Hani, boğazına kadar suya daldığında, ne kadar derin nefes alırsan al, ciğerlerine dolan oksijenin yetersiz olduğu algısı uyanır ya beyninde?.. Hani, karmakarışık düşünün son sahnesinde panikleyip çığlık atarsın da sesin çıkmaz ya?.. Hani, dipsiz kuyulara düşersin de her an korkuların büyür, umutların umutsuzluğa doğru yolaldığı gerçeğini duyumsarsın ya her hücrende?.. Hani, jilet gibi ayazın kıl kestiği gecede, bilmediğin bir yerde bir türlü gelmeyen sabahı, doğmayan güneşi beklersin ya hani?.. Hani, çok şey söylemeye hazırmışsın duygusuyla dolu hissederken, konuşmaya başlamaya karar verdiğinde tüm sözcükler uçuşup kayboluverir ya hafızandan?.. Hani, kör kurşunlara kafa tutarken, bir mini minnacık diken acısıyla buruşur ya suratın?.. Hani, olanca romantikliğinle üst perdeden asılmıken bir türkü, birden bire gıcık olup tıkanırsın ya hani?.. Hani, oturmuşsun parkta, bir bankta ilkbaharın olanca aşifte havasına kapılıp tellendirmişken keyif sigaranı; uçan bir kuşun kerameti(!) düşer ya iki kaşın arasından burnunun üzerine sızarak?.. Hani, açlığın olanca baskısıyla bir lokanta bahçesinde ısmarladığın yemeğin ilk lokmasında bir sinek düşer ya tabağına hani?.. Hani...?..
*
Hani... ?.. Hani, suda tirit tek den şehriye gibi dolaşırsın ya ortalıklarda?.. İşte, öyle bir ruh halindeyim kısaca Dostum... Ne umutsuzluk çukurunda debelenir duygularım, ne umut deryasında kulaç atar anlayacağın.

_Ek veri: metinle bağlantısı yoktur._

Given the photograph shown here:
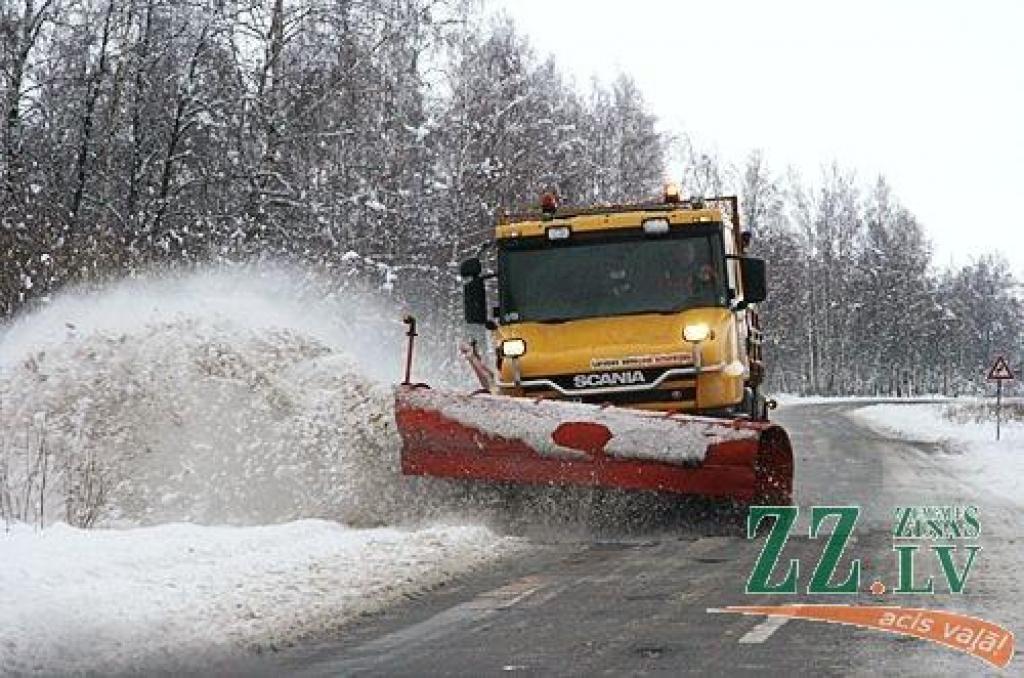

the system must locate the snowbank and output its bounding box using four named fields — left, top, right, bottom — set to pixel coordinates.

left=0, top=520, right=517, bottom=675
left=850, top=404, right=1024, bottom=506
left=771, top=393, right=948, bottom=407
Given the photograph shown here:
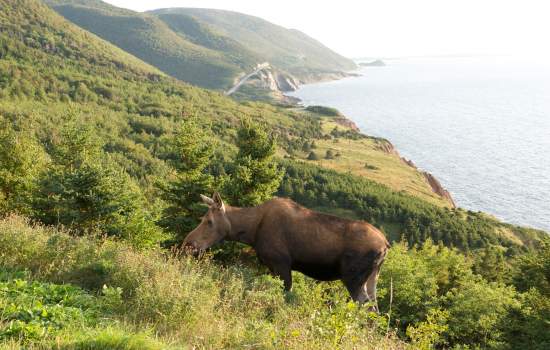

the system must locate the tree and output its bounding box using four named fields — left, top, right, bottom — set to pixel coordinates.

left=0, top=120, right=45, bottom=214
left=307, top=151, right=321, bottom=160
left=159, top=118, right=216, bottom=240
left=224, top=120, right=283, bottom=206
left=33, top=116, right=162, bottom=246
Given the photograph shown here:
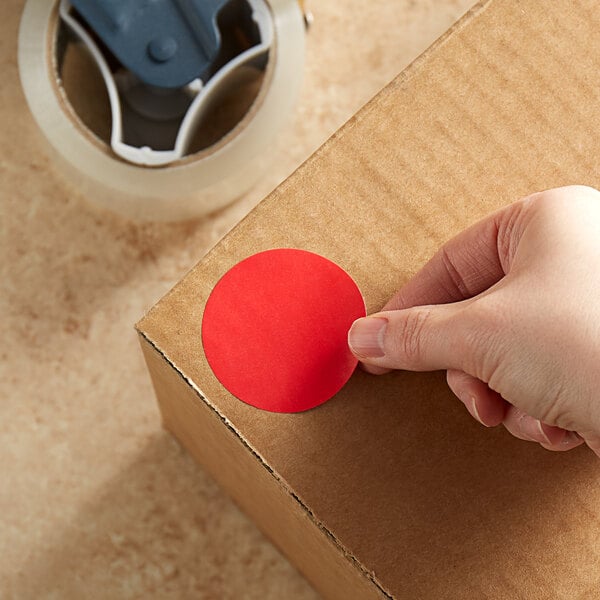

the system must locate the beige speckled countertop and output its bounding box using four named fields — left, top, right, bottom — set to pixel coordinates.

left=0, top=0, right=472, bottom=600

Boşa akan bir çeşme kurnası gibiyim... Nehir akıntısında yolalan bir tomruk gibi örneğin... "Körün, kavgada taştan sakınmaya çabalaması..." mı demeliyim yoksa?.. Anla işte... Bir el de sen at, bu tanımsız durumumu anlamama ne olur?.. Ne olur gülme... Üzülme de...
*
Muhasebesindeyim şimdi; mazimin her kalemini, didiklemem ondandır... Anlamsız kahkahalarımın arasında, suratımı düşürüp dalmam ondan... Ondandır; derin nefes verişimdeki yorgunluğum... Durgunluğum... Vurgun yemiş bir dalgıçtan farksızlığım ondandır...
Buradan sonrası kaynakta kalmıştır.